RE: Locale ID's again: simplified vs. traditional

Date: Wed Oct 04 2000 - 08:33:24 EDT

Ayers, Mike wrote:
> Correct me if I'm wrong, but isn't such a designator
> unnecessary?

I'll dare to correct you, then. :-)

The reason for "language" tagging is not --should not be-- to clarify the
interpretation of characters. At the character level, the semantics of text
should be as language-independent as possible.

The "language" a text is written in is rather needed for a variety of
higher-level reasons that have been discussed at length in the recent
discussion about The Ethnologue.

*Spell checking* is one of these cases, that we are all quite familiar with.
If I have to write a text using traditional hanzi in Unicode, I can tag it
as "Chinese-simplified", so that my spell-checker can assist me signaling
simplified characters that slipped in by mistake.

> GB encoded material is simplified by definition, likewise Big5 encoded
> material is traditional by definition, and Unicode
> has encodings for both glyphs of a simplified/traditional
> pair (note: I am
> oversimplifying here, since there is not a strict 1-1
> traditional-simplified
> relationship). Therefore, encoding "traditional" or
> "simplified" as part of
> the character set would be, at best, redundant.

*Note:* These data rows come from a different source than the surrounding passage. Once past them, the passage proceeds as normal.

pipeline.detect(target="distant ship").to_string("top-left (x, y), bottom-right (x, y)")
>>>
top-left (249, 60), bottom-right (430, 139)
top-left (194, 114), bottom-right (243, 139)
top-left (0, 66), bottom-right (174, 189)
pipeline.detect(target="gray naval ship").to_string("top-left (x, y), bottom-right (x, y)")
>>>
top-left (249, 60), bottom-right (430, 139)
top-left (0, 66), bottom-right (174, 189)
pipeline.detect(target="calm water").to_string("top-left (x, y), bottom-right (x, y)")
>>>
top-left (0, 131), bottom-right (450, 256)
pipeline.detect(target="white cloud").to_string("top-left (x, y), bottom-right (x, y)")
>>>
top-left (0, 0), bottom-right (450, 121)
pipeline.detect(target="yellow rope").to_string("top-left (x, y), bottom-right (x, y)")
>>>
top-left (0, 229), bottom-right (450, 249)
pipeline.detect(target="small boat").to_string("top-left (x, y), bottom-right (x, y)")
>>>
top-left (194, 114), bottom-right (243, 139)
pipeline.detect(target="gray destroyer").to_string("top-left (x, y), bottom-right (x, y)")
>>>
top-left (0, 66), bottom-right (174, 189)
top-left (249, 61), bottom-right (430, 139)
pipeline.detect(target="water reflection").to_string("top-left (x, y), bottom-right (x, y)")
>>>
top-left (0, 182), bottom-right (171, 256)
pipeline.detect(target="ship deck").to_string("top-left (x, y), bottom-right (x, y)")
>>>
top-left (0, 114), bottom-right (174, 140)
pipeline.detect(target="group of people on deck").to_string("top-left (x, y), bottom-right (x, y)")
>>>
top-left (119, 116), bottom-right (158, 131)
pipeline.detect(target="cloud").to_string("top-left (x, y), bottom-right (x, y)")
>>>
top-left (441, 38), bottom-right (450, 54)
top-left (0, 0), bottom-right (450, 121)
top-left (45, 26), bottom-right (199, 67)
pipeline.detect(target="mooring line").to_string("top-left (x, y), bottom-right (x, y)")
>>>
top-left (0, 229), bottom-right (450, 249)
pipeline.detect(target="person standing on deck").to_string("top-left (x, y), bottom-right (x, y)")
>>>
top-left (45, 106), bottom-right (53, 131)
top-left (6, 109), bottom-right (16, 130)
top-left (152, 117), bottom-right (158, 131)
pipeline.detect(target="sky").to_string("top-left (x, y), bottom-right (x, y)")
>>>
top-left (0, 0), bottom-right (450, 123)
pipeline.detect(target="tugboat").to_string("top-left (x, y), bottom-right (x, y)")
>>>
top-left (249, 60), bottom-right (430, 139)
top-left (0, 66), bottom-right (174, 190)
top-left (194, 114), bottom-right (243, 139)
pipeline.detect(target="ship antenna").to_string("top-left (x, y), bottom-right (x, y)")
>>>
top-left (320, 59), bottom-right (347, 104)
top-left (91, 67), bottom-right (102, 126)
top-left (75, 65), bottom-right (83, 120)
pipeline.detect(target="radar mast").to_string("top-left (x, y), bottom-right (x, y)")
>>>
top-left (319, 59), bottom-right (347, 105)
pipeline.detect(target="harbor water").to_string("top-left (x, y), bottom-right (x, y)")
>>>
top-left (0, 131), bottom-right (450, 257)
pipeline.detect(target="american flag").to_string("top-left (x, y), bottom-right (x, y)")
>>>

I am not so sure whether GB is only for simplified characters. There are
several GB subsets. I don't know them in detail, but I think that at least
one of them is for traditional hanzi. Anyway, if I am not wrong, the Unicode
Han database contains several conversions of several traditional characters
to GB.

In any case, I don't understand your point with using the GB or Big-5
encoding as a hint of the hanzi style. Once you convert the text to Unicode
(or any other encoding that has both S and T ideograph), the distinction is
lost, no?

_ Marco